Jedoch sind die frei bleibenden Migrantenstellen unsichere, schlecht bezahlte Stellen in miesen Verhältnissen, für die kaum jemand sein komplettes gewohntes Lebensumfeld am anderen Ende des Landes aufgeben will. Noch dazu befinden sie sich in Regionen Russlands mit überdurchschnittlich hohen Lebenshaltungskosten, in die man höchstens umzieht, weil man dort eine gesicherte und gut bezahlte Stellung findet. Einen weiten räumlichen Sprung in einen unsicheren, unattraktiven und mäßig bezahlten Job etwa in Moskau macht nur, wer dazu keine Alternative hat - wie die Bewohner von mittelasiatischen Staaten ohne inländische Zukunftschancen.
Eine mögliche Alternative ist hierbei für Russen in ihrer Heimatregion übrigens der Bezug des vergleichsweise niedrigen russischen Arbeitslosengeldes in Kombination mit einer der weit verbreiteten illegalen Beschäftigungen - zusammen bietet sich hier ein vergleichbarer oder sogar besserer Lebensstandard als der von Bau-Hilfsarbeitern in Moskau.
Die Wiederankurbelung der Baubranche ist für Russland gesamtgesellschaftlich wichtig. Der Bau sei der Motor des russischen Wirtschaftswachstums stellt Kommersant dazu fest. Die öffentliche Hand gibt viele Projekte in Auftrag, 1.100 Bauinvestitionen sind hier in den kommenden zwei Jahren geplant. Weitere Bauaufträge entstehen durch eine hohe, unbefriedigte Nachfrage nach angemessenem Wohnraum in den Metropolen.

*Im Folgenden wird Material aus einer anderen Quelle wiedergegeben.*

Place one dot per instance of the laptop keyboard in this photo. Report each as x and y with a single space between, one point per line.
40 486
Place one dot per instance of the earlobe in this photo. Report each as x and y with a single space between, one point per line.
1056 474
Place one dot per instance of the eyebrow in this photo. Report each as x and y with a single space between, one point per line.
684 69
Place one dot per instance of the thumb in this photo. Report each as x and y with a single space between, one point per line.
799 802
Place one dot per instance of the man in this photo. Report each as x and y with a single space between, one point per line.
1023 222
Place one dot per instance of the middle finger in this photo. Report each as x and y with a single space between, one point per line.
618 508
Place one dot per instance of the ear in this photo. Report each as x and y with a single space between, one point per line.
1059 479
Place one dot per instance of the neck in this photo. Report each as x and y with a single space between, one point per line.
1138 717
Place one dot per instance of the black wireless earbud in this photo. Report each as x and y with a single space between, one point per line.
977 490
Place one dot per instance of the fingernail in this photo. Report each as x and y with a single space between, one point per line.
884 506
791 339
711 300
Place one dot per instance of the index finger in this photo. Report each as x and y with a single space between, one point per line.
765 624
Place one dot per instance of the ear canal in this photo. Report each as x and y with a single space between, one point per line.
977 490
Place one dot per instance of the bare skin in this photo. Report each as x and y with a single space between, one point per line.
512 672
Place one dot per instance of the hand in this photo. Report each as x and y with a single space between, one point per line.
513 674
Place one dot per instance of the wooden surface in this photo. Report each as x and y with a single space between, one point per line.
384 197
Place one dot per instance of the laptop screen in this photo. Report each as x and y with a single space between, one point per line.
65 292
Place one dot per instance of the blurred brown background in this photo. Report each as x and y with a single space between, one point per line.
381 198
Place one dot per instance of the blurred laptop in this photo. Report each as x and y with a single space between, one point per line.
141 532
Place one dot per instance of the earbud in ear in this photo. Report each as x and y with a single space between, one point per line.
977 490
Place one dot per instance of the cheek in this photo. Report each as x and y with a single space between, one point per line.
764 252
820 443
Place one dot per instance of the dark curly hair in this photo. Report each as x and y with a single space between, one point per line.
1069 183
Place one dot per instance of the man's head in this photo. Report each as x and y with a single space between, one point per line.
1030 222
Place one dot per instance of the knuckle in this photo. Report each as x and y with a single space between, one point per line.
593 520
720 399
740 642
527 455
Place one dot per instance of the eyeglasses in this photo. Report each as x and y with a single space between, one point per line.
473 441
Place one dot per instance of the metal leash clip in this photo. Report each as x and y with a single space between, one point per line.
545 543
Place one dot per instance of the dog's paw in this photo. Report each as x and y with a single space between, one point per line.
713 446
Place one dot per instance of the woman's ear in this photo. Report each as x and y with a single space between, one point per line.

So ist mit weiteren Aktionen der Behörden zu rechnen, um der fehlenden Umsetzung wichtiger Vorhaben durch den Arbeitskräftemangel zu begegnen - sie sind für die wirtschaftliche Zukunft Russlands lebenswichtig. Ob sie wirkungsvoller werden, als die erste Maßnahme des Bauministeriums, bleibt abzuwarten.